Such a Quiet Place: A Novel(27)



Here, to our neighbors, we revealed a side of ourselves that we kept hidden from our colleagues and acquaintances. The person we were at five a.m. on garbage day; the hours we kept; the lives we led. We were closer to being a family than not, knowing each other’s schedules, and visitors, and insecurities.

We knew who didn’t make it in to work (and whether they lied about the cause); we noticed whose cars didn’t make it home at night; we saw whose recycling bins were overflowing at the edge of the driveways (though we were rarely surprised); we listened to the arguments carrying from open windows and backyards, feeling more like confidants than voyeurs.

I rang Charlotte’s doorbell precisely at nine. She answered the door barefoot, in leggings and a flowing tank over a sports bra, like she had been working out. Though there wasn’t any evidence other than the clothing. Her hair was shiny and blow-dried straight, and her house smelled of coffee and freshly cut flowers. There was no evidence of the luggage from yesterday in the hall, or her daughters.
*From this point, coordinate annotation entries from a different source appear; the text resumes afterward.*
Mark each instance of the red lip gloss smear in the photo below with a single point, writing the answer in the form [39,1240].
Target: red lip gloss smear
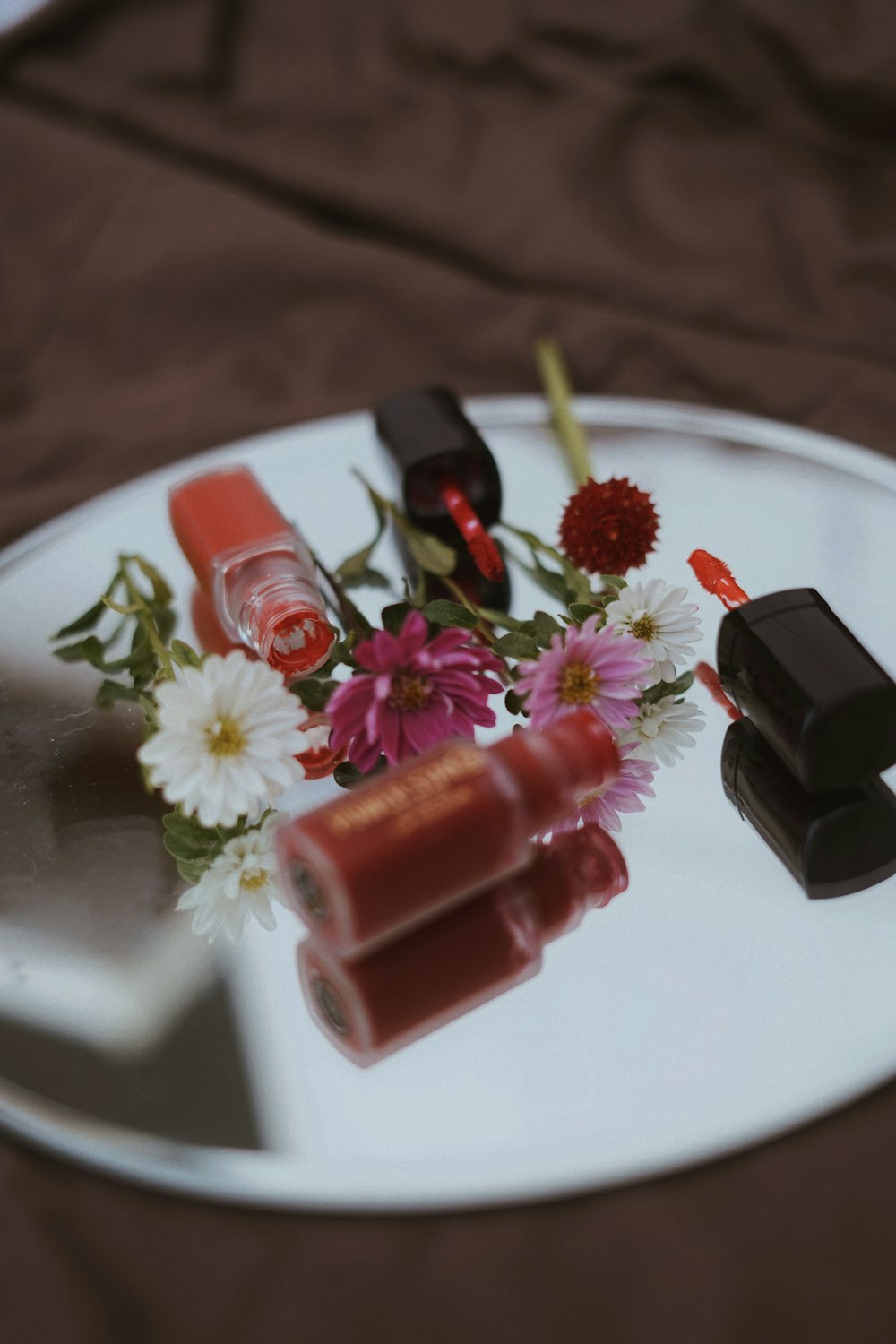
[403,847]
[715,577]
[382,1003]
[255,569]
“Hi,” she said in a faux-quiet voice. Then she gestured to the staircase behind her. “The girls are still sleeping.” A quick roll of her eyes. “Teenagers in the summer. Come on in. They won’t hear us in the kitchen.”

I followed her past the stairway, down the hall, into the kitchen, where three barstools were tucked under the counter dividing the kitchen from the living room, the lack of a table opening up the space.

Charlotte still had a faint limp, if you knew what you were looking for. An accident in the midst of her divorce that had landed her in a ditch with her leg pinned the wrong way. A resulting knee surgery. It was more pronounced when she was barefoot, like she was still being careful. A residual fear of the damage. I rarely saw her in shorts, so the limp sometimes caught me by surprise. But I found it reassuring that there were things outside all of our control. That even she couldn’t anticipate a deer darting out from the woods. That even her instincts—cutting the wheel in the wrong direction, toward the lake, where the road sloped into a ditch—could be wrong.

“Are the girls going to Bob’s?” I asked her.

She faltered, looked over her shoulder at me, and said, “No, they’re spending the holiday here.”

“Oh, yesterday Molly mentioned—”

“Yes,” she said, waving away the comment, “there was a mix-up on his end over who had them for the long weekend.” She poured us two mugs of coffee and sat on one of the counter stools, leaned her chin in one hand, and waited for me—for what I’d come to say.

I always felt insecure when I was alone with Charlotte. As if our contrast was too great not to acknowledge. Ever since Bob left, it seemed like she’d doubled down on herself. Calm and unflappable before and after. The fact that her marriage had fallen apart in such a public way, that she was aware we all knew—it must’ve killed her. I knew what it was like to have the whole neighborhood watching as the life you’d built abruptly fell apart. But instead of humanizing her, it had done the opposite. She’d fortified herself, daring you to find a weakness.

“First,” I said, hands held out in the universal proclamation of innocence, “I had no idea she would turn up at my house. Scared me to death, to be honest.”

“Mm.” A noise that could’ve meant any number of things. Her face remained porcelain. “I can imagine.” She spooned some sugar into her mug, the metal clanging against the side.

“She just…” I leaned forward conspiratorially. “She just walked right in like nothing had changed.”

“And?” she asked, raising the mug to her lips, steam rising.

“I think she came back for her things.” I didn’t specify the money she’d left behind, hidden in her old kayak. I cleared my throat. “And… did you see her lawyer on TV the other night?”

Charlotte shook her head, mug frozen. But the lack of movement gave her away—she was holding her breath. Intrigued despite herself. I wanted to shake her, break through the surface, share a secret. But it was like she thought any show of emotion lost her the upper hand. Like she had to be the person you wanted something from, needing nothing in return.

“Ruby said they’re going to sue,” I finally said.

Charlotte lowered the mug back to the counter. “Sue who, exactly?”

I tipped one shoulder, then added cream and sugar to my mug. I really did need the caffeine, my head fuzzy from the sporadic night’s sleep. “She didn’t say. But she went to meet with the lawyer yesterday.”

She raised her eyebrows again. “And?”

“And she hasn’t come back yet.”

Charlotte let out a deep breath. “Maybe she’s not coming back. Maybe this has nothing to do with”—she waved one manicured hand over her head—“any of us.” The same thing I had hoped.

“Well,” I said, after taking my first sip of perfectly brewed coffee, “she has my car. So I do, in fact, hope she returns in this case.”

Charlotte closed her eyes and laughed softly despite herself. “Oh, Harper,” she said, and I knew I was forgiven. That I was back in the role she expected me to inhabit. Too trusting, too naive. Too blinded by my desire to see the good in everyone. The last to know when Aidan was going to leave. The last to accept the truth about Ruby but forgivable for the pattern of my own nature.